Langkah tersebut diambil setelah muncul informasi mengenai tersendatnya proses administrasi penerbitan Persetujuan Bangunan Gedung (PBG) di Dinas Penanaman Modal dan Pelayanan Terpadu Satu Pintu (DPMPTSP) Kota Samarinda.
Saefuddin mengaku hingga kini belum menerima laporan teknis secara rinci mengenai perkembangan proses perizinan tersebut.
Meski demikian, ia menegaskan akan segera meminta klarifikasi kepada instansi terkait.
“Saya belum tahu prosesnya sudah sampai di mana, sepertinya masih berjalan saja. Nanti saya lihat dulu permasalahannya apa, kita tanyain ke DPMPTSP,” ujarnya kepada media, Senin, 27 April 2026.
Saefuddin menegaskan pada prinsipnya Pemkot Samarinda mendukung pembangunan rumah ibadah, termasuk gereja, selama seluruh persyaratan administrasi telah terpenuhi sesuai ketentuan.
Menurutnya, proses perizinan harus tetap mengikuti mekanisme yang berlaku agar tidak menimbulkan persoalan hukum maupun sosial di kemudian hari.
“Kalau sudah clear ya dilaksanakan. Kalau belum, yang mengusulkan itu kan ada prosesnya. Intinya komunikasikan saja. Kita harus lihat dulu masalahnya apa sebelum memberikan instruksi lebih lanjut,” tegasnya.
Ia menambahkan, komunikasi yang baik antara pemohon, pemerintah, dan instansi teknis menjadi kunci utama agar proses perizinan berjalan lancar.
Terkait dugaan hambatan administratif yang disampaikan kuasa hukum pihak gereja, Saefuddin menyebut perlu ada penjelasan resmi dari DPMPTSP mengenai posisi terakhir proses pengurusan izin.
Pemkot, kata dia, tidak ingin mengambil keputusan tanpa memahami secara menyeluruh akar persoalan yang menyebabkan proses tersebut terhambat.
“Kita tanyain dulu sampai di mana ini (prosesnya).

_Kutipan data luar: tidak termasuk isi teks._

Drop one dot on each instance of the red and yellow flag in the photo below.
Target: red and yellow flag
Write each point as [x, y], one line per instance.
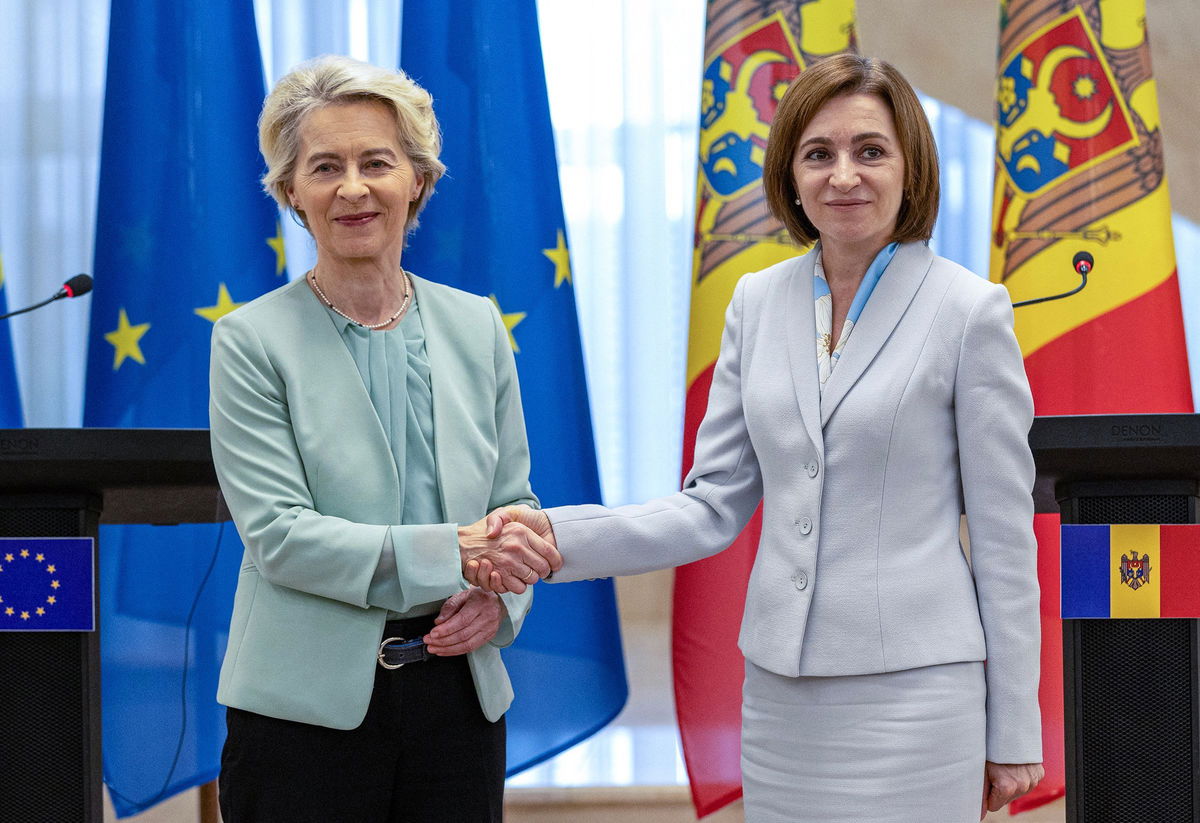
[753, 50]
[1079, 167]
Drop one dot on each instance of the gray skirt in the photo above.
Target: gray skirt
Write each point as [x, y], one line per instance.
[895, 748]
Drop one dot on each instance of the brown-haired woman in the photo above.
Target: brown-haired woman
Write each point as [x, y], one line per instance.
[868, 392]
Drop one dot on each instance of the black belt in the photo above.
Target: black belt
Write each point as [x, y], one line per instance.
[402, 642]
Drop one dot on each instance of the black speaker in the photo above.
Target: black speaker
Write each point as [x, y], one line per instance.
[49, 689]
[1132, 714]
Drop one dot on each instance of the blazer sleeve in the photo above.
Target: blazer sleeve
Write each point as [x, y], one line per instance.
[510, 485]
[719, 496]
[264, 482]
[994, 410]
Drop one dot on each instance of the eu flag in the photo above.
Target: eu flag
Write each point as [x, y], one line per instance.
[496, 228]
[184, 235]
[10, 395]
[46, 584]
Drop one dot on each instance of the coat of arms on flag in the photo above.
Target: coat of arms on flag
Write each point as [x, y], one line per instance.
[1135, 570]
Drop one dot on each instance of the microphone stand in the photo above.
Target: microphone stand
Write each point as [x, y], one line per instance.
[29, 308]
[1083, 282]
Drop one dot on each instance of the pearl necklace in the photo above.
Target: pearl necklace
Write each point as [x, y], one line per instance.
[403, 304]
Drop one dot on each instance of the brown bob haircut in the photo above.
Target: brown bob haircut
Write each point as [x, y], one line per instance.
[835, 77]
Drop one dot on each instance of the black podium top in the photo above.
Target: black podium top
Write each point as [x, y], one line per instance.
[142, 475]
[1113, 446]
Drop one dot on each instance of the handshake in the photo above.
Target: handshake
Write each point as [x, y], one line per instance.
[509, 550]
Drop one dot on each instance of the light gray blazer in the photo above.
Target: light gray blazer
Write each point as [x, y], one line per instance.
[306, 469]
[859, 569]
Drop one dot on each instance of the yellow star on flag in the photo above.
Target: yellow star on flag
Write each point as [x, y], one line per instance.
[225, 305]
[561, 258]
[510, 322]
[125, 340]
[276, 244]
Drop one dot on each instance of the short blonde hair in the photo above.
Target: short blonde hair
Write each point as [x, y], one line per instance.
[331, 79]
[837, 77]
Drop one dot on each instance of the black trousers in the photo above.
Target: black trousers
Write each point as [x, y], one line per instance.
[425, 752]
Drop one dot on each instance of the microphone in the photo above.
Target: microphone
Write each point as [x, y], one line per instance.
[1083, 263]
[81, 284]
[72, 288]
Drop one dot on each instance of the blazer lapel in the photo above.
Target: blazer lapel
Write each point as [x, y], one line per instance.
[802, 332]
[888, 302]
[449, 409]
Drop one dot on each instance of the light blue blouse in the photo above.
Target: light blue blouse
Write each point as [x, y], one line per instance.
[827, 355]
[395, 371]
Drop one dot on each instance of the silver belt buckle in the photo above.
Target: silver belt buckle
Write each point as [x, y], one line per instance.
[385, 642]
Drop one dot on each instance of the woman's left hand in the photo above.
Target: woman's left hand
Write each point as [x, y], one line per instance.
[1007, 781]
[466, 622]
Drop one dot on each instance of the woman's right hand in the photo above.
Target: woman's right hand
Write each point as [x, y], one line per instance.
[505, 556]
[531, 518]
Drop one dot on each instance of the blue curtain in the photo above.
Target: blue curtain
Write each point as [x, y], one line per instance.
[184, 234]
[10, 395]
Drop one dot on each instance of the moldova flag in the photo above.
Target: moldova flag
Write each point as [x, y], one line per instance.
[1079, 167]
[1131, 571]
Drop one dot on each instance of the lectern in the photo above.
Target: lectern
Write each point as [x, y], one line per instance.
[64, 482]
[1132, 703]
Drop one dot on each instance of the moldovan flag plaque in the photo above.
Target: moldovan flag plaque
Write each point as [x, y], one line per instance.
[47, 584]
[1131, 571]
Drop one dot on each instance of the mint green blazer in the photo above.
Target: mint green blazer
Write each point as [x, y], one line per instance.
[309, 476]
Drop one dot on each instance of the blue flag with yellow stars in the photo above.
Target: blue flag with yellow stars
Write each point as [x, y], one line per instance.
[184, 235]
[10, 395]
[496, 227]
[46, 584]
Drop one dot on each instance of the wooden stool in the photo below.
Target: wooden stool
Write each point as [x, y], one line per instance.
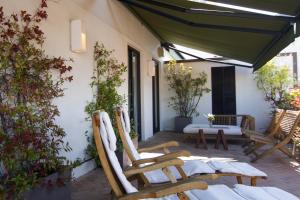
[201, 138]
[221, 138]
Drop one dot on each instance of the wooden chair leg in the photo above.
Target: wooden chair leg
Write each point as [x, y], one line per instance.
[218, 139]
[198, 139]
[286, 151]
[239, 180]
[182, 196]
[224, 142]
[203, 139]
[253, 148]
[253, 181]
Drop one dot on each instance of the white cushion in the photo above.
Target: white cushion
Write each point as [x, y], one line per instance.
[108, 137]
[190, 167]
[216, 192]
[236, 167]
[263, 193]
[228, 129]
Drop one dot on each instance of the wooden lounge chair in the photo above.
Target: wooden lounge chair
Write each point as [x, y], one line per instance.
[279, 138]
[271, 130]
[188, 188]
[212, 169]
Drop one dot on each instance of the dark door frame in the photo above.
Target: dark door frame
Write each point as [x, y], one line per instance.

Nanti dari DPMPTSP kita minta penjelasannya kenapa bisa macet, supaya tahu duduk perkaranya,” pungkasnya.
Saefuddin belum dapat memastikan target waktu penyelesaian persoalan tersebut karena masih menunggu laporan teknis dari dinas terkait.
Namun, ia memastikan Pemkot Samarinda akan berupaya mencari solusi terbaik agar persoalan perizinan pembangunan Gereja Toraja di Mangkupalas dapat diselesaikan sesuai aturan yang berlaku.